- Born: 1550 Oxford, England
- Died: July 5, 1589 Holywell, Oxford, England
- Cause of death: Hanged, drawn, and quartered
- Beatified: 1987 by Pope John Paul II

= George Nichols (martyr) =

English Catholic martyr

George Nichols (c. 1550 – 19 October 1589) was an English Catholic martyr.

== Biography ==

===Education===
Born at Oxford in 1550, George Nichols entered Brasenose College, a constituent college of the University of Oxford, in 1564 or 1565 where he received his B.A. degree in 1571. He went on to become an usher and a teacher at St. Paul's School in London where he was received into the Catholic Church. Nichols went overseas in November 1581 to enroll at the Douai College (located in Rheims at the time); which was a seminary for English Catholic priests. He became a subdeacon and deacon in April 1583, and was shortly afterwards ordained a priest by Louis II, Cardinal of Guise on 24 September 1583. That same year he was sent back to Oxford for his mission.

===Arrest and death===
In Oxford, Catholicism was increasing rapidly. Nichols during this time had converted many to the Catholic faith, notably a convicted highwayman in Oxford Castle. In May 1589 he was arrested at the Catherine Wheel Inn, opposite St Mary Magdalen Church in Oxford, with another priest Richard Yaxley, and two laymen, Humphrey Pritchard and Thomas Belson. The men were accused of treason in accordance to a statute issued by Parliament following the Papal bull issued by Pope Pius V.

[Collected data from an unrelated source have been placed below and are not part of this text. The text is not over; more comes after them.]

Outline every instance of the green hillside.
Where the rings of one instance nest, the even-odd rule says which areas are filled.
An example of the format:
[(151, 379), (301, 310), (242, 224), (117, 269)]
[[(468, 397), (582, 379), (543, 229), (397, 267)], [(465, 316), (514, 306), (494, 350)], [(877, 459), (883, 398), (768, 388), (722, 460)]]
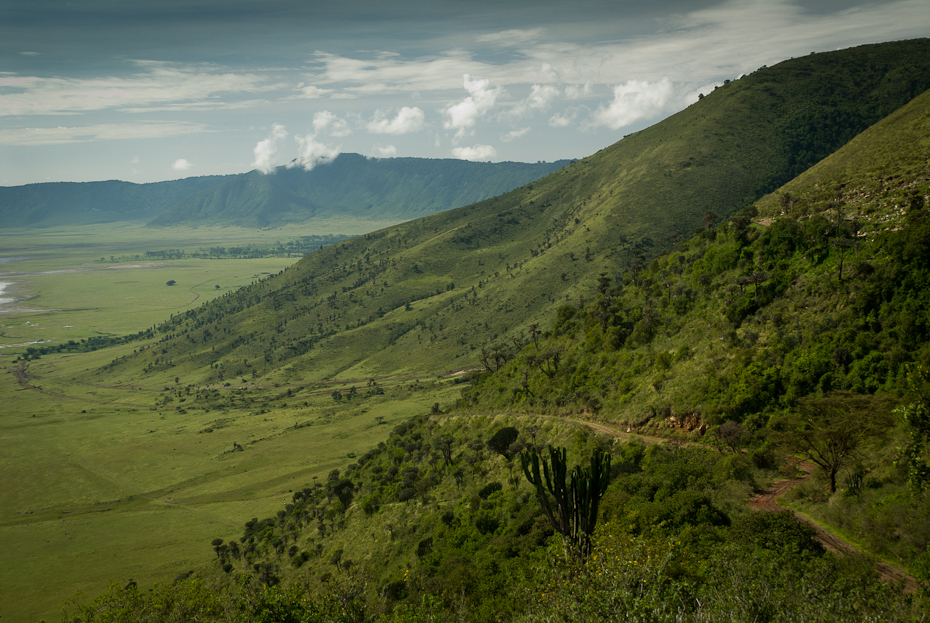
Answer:
[[(928, 141), (930, 91), (673, 252), (599, 275), (489, 351), (455, 409), (218, 534), (198, 573), (114, 586), (72, 620), (922, 620)], [(524, 474), (547, 446), (570, 466), (610, 456), (589, 554)], [(789, 503), (914, 585), (749, 509), (796, 475), (792, 454), (819, 469)]]
[(50, 182), (0, 187), (0, 227), (33, 228), (147, 221), (193, 193), (229, 177), (211, 175), (169, 182)]
[(930, 91), (728, 222), (598, 277), (470, 399), (658, 432), (898, 391), (908, 364), (930, 369), (928, 154)]
[(405, 221), (505, 193), (566, 164), (340, 154), (311, 171), (244, 173), (185, 198), (150, 225), (277, 227), (332, 217)]
[(542, 180), (176, 315), (157, 349), (113, 369), (283, 382), (473, 367), (482, 348), (590, 300), (599, 274), (616, 280), (899, 108), (930, 86), (928, 52), (907, 41), (760, 69)]

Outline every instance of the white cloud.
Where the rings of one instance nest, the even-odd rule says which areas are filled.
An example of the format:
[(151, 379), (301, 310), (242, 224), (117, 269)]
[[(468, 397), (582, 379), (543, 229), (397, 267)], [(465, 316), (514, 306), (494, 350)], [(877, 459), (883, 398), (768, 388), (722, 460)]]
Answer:
[(553, 128), (564, 128), (572, 124), (572, 121), (575, 120), (575, 117), (578, 116), (578, 110), (570, 108), (561, 114), (556, 113), (549, 117), (549, 125)]
[(565, 87), (565, 97), (572, 100), (581, 99), (583, 97), (590, 97), (591, 93), (594, 91), (591, 81), (588, 80), (582, 85), (570, 84)]
[(536, 74), (540, 80), (545, 82), (559, 82), (562, 80), (562, 70), (550, 63), (540, 65)]
[(299, 89), (300, 94), (294, 96), (297, 99), (315, 100), (326, 97), (333, 92), (333, 89), (321, 89), (320, 87), (313, 86), (312, 84), (300, 86)]
[(497, 156), (497, 150), (491, 145), (473, 145), (472, 147), (455, 147), (452, 155), (459, 160), (490, 160)]
[(58, 78), (0, 75), (0, 116), (61, 115), (228, 97), (273, 88), (258, 74), (205, 71), (155, 61), (135, 61), (126, 77)]
[(514, 106), (505, 117), (520, 118), (534, 110), (544, 110), (559, 96), (558, 87), (551, 84), (534, 84), (530, 87), (530, 94), (523, 101)]
[(268, 100), (243, 100), (239, 102), (221, 102), (209, 100), (206, 102), (178, 102), (163, 106), (133, 106), (120, 108), (120, 112), (152, 113), (152, 112), (209, 112), (214, 110), (241, 110), (243, 108), (269, 108), (272, 103)]
[(668, 110), (673, 102), (672, 81), (662, 78), (658, 82), (629, 80), (614, 87), (614, 98), (606, 107), (598, 106), (591, 119), (593, 126), (607, 126), (618, 130), (637, 121), (657, 117)]
[(294, 138), (297, 140), (297, 159), (287, 164), (288, 169), (303, 167), (305, 171), (312, 171), (313, 167), (320, 164), (329, 164), (339, 155), (338, 149), (324, 143), (318, 143), (311, 134), (295, 136)]
[(25, 50), (25, 51), (23, 51), (23, 52), (20, 52), (19, 54), (20, 54), (20, 56), (42, 56), (42, 54), (41, 54), (40, 52), (30, 52), (30, 51), (28, 51), (28, 50)]
[(393, 145), (375, 145), (372, 151), (378, 158), (393, 158), (397, 155), (397, 148)]
[(463, 84), (470, 95), (443, 111), (448, 118), (443, 121), (442, 127), (455, 130), (456, 139), (474, 132), (478, 118), (487, 113), (501, 95), (499, 87), (489, 88), (488, 80), (472, 80), (468, 74), (465, 74)]
[(316, 134), (326, 132), (330, 136), (352, 134), (348, 122), (328, 110), (321, 110), (313, 115), (313, 130)]
[(100, 123), (78, 127), (0, 129), (0, 145), (65, 145), (96, 140), (145, 139), (210, 132), (201, 123)]
[(372, 134), (408, 134), (422, 130), (425, 120), (426, 115), (422, 110), (416, 106), (404, 106), (391, 120), (385, 119), (380, 110), (376, 111), (374, 119), (366, 127)]
[(539, 39), (544, 32), (544, 28), (533, 28), (531, 30), (513, 28), (511, 30), (502, 30), (500, 32), (479, 35), (475, 40), (478, 43), (490, 43), (498, 46), (515, 46), (526, 43), (527, 41)]
[(501, 141), (503, 141), (504, 143), (509, 143), (513, 139), (520, 138), (521, 136), (523, 136), (529, 131), (530, 129), (528, 127), (522, 128), (520, 130), (511, 130), (510, 132), (507, 132), (506, 134), (501, 134)]
[(271, 126), (271, 135), (259, 141), (255, 146), (255, 149), (252, 150), (252, 153), (255, 154), (255, 160), (252, 162), (252, 166), (265, 175), (269, 173), (274, 173), (275, 169), (275, 156), (278, 155), (278, 144), (287, 136), (287, 130), (284, 129), (284, 126), (278, 123), (275, 123)]
[(171, 168), (175, 171), (187, 171), (191, 168), (191, 163), (184, 158), (178, 158), (174, 161), (174, 164), (171, 165)]

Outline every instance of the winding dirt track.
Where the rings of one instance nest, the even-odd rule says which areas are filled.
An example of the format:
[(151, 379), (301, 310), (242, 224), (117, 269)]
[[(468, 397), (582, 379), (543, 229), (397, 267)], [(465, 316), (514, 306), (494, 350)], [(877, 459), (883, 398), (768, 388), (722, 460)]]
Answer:
[[(749, 500), (749, 506), (755, 510), (763, 511), (766, 513), (777, 513), (779, 511), (786, 510), (784, 506), (778, 503), (778, 498), (807, 480), (816, 465), (810, 461), (801, 461), (797, 464), (797, 467), (803, 472), (801, 476), (797, 478), (787, 478), (785, 480), (779, 480), (778, 482), (775, 482), (771, 487)], [(810, 517), (802, 515), (797, 511), (791, 512), (794, 513), (794, 516), (798, 519), (798, 521), (803, 521), (804, 523), (810, 524), (814, 530), (817, 531), (817, 540), (820, 541), (820, 544), (831, 552), (841, 556), (846, 554), (861, 553), (856, 546), (830, 534), (819, 524), (814, 522), (814, 520)], [(907, 593), (913, 593), (918, 588), (917, 580), (901, 569), (889, 565), (888, 563), (880, 561), (876, 562), (875, 570), (878, 571), (878, 574), (885, 581), (902, 582), (904, 584), (904, 590)]]
[[(642, 439), (643, 441), (648, 441), (650, 443), (665, 443), (668, 441), (667, 439), (662, 439), (661, 437), (645, 437), (643, 435), (636, 435), (632, 433), (621, 433), (620, 431), (614, 430), (613, 428), (610, 428), (609, 426), (604, 426), (603, 424), (595, 424), (593, 422), (585, 422), (583, 420), (574, 420), (574, 421), (579, 424), (584, 424), (585, 426), (588, 426), (589, 428), (593, 428), (596, 431), (606, 433), (608, 435), (613, 435), (614, 437), (622, 437), (625, 439), (631, 439), (631, 438), (636, 437), (638, 439)], [(687, 442), (686, 445), (700, 446), (702, 444), (698, 444), (694, 442)], [(780, 511), (787, 510), (784, 506), (778, 503), (778, 499), (784, 494), (786, 494), (788, 491), (790, 491), (792, 488), (798, 486), (799, 484), (807, 480), (807, 478), (810, 477), (811, 472), (814, 471), (814, 469), (817, 466), (811, 463), (810, 461), (799, 461), (796, 467), (801, 470), (802, 472), (801, 476), (798, 476), (796, 478), (786, 478), (785, 480), (779, 480), (773, 483), (771, 487), (769, 487), (768, 489), (766, 489), (765, 491), (763, 491), (756, 497), (749, 500), (748, 501), (749, 506), (751, 506), (753, 509), (757, 511), (762, 511), (765, 513), (777, 513)], [(809, 524), (810, 526), (814, 528), (814, 530), (816, 531), (817, 540), (820, 542), (821, 545), (823, 545), (829, 551), (835, 554), (839, 554), (840, 556), (843, 556), (846, 554), (861, 553), (857, 547), (855, 547), (851, 543), (847, 543), (846, 541), (830, 534), (810, 517), (807, 517), (806, 515), (802, 515), (801, 513), (797, 511), (791, 511), (791, 512), (794, 513), (794, 516), (798, 519), (798, 521), (803, 521), (804, 523)], [(908, 575), (901, 569), (898, 569), (897, 567), (889, 565), (888, 563), (884, 563), (880, 561), (876, 562), (875, 570), (878, 571), (879, 576), (881, 576), (882, 580), (884, 581), (903, 583), (904, 591), (907, 593), (913, 593), (917, 591), (918, 589), (917, 581), (913, 577), (911, 577), (910, 575)]]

The four men were ultimately sent to Bridewell Prison in London, where Nichols and Yaxley were hung from their hands for up to fifteen hours to make them betray their faith, but without any success. Nichols was then separated from the rest of the three prisoners and put into a dungeon full of vermin. On 30 June all four were ordered back to Oxford for their trial. Nichols and his fellow prisoners were tried under the recent statute imposing the death sentence on any Englishman ordained abroad who entered England and on anyone helping such a person. All were condemned, the priests for treason, the laymen for felony. On 5 July 1589, Nichols and Yaxley were hanged, drawn, and quartered in Holywell, Oxford, while Belson and Prichard were hanged. George Nichols, having been refused permission to address the crowd, made it clear that he was being executed merely because he was a priest. After the execution the priests' heads were set up on the castle, and their quarters on the four city gates. The severity of the punishment seemed to have an effect on the people of Oxford for it would be 20 years before another Catholic recusant was executed in Oxford.

In 1987, Nichols and the three other prisoners were among eighty-five martyrs of England and Wales to be beatified by Pope John Paul II. A memorial to these four Roman Catholic martyrs was erected on the nearest house to the Holywell Gallows in October 2008.